Ten-year-old Noreen and seven-year-old John III used to attend Grant Elementary School just across the street from Rockwell Gardens, the public-housing project where the family lives on the west side of Chicago.
"It's the Wild West," Mr. Jenkins says of the neighborhood. Drug dealing is rampant, and gunfire echoes through the streets. Grant Elementary isn't immune from crime either. "I saw open drug sales in the school," he says. Gang violence frequently spills over to the school grounds.
Students at the school consistently score below the state average on standardized tests. When Noreen was in second grade, she brought home the same worksheet in January that she received in September, recalls her mother.
"My kids went across the street hungry ... to learn," Mr. Jenkins says. Before long they both began to dread school.
The family couldn't afford to move, so they started looking into magnet schools or other special programs. "We tried to go the regular route the way we were supposed to," Mrs. Jenkins says. Nothing was available.
"You have to be on some kind of endangered species list or something to get your child in a better school," Mr. Jenkins says.
Noreen began making up excuses to stay home. "I kept questioning myself: `Why am I sending her over there every day when she learns more at home?' " says her mother.
The Jenkinses' apartment may well contain more educational material than the average inner-city classroom. Cardboard replicas of the solar system and a world globe hang from the living-room ceiling. Educational posters and maps line the walls.

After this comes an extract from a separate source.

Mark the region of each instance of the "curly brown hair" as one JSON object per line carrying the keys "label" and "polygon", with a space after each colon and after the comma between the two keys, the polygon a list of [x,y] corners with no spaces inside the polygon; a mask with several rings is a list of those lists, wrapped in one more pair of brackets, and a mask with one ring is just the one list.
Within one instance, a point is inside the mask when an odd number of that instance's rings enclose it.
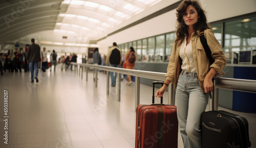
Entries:
{"label": "curly brown hair", "polygon": [[184,0],[181,2],[176,9],[176,16],[177,17],[176,28],[177,31],[175,42],[183,39],[185,37],[185,34],[188,36],[188,32],[183,18],[183,14],[186,12],[187,7],[189,5],[195,7],[197,11],[198,16],[200,17],[197,22],[194,24],[194,30],[199,30],[201,32],[206,29],[210,28],[207,22],[205,12],[202,8],[199,2],[198,1]]}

"We are the primary educators of our children," points out Mr. Jenkins. "We want the best possible citizens, that's what we want," he says of his four children.
"And if we can't get help from the school across the street to do that, then we're going to go wherever we can to try and make sure it happens."
Out of desperation, the Jenkinses decided to use false documentation to enroll Noreen and John at Ogden Elementary School on the affluent north side. "I had no other choice," says Mr. Jenkins.
When asked what she'd like to be when she grows up, Noreen, a serious, thoughtful fifth-grader, doesn't hesitate. "There are about a million things," she says. "One is an astronaut, or a baby doctor, or a chemist."
"She has all these interests," says her mother. "And I think that if she expresses this to me and I do absolutely nothing about it, then you can call me a negligent parent."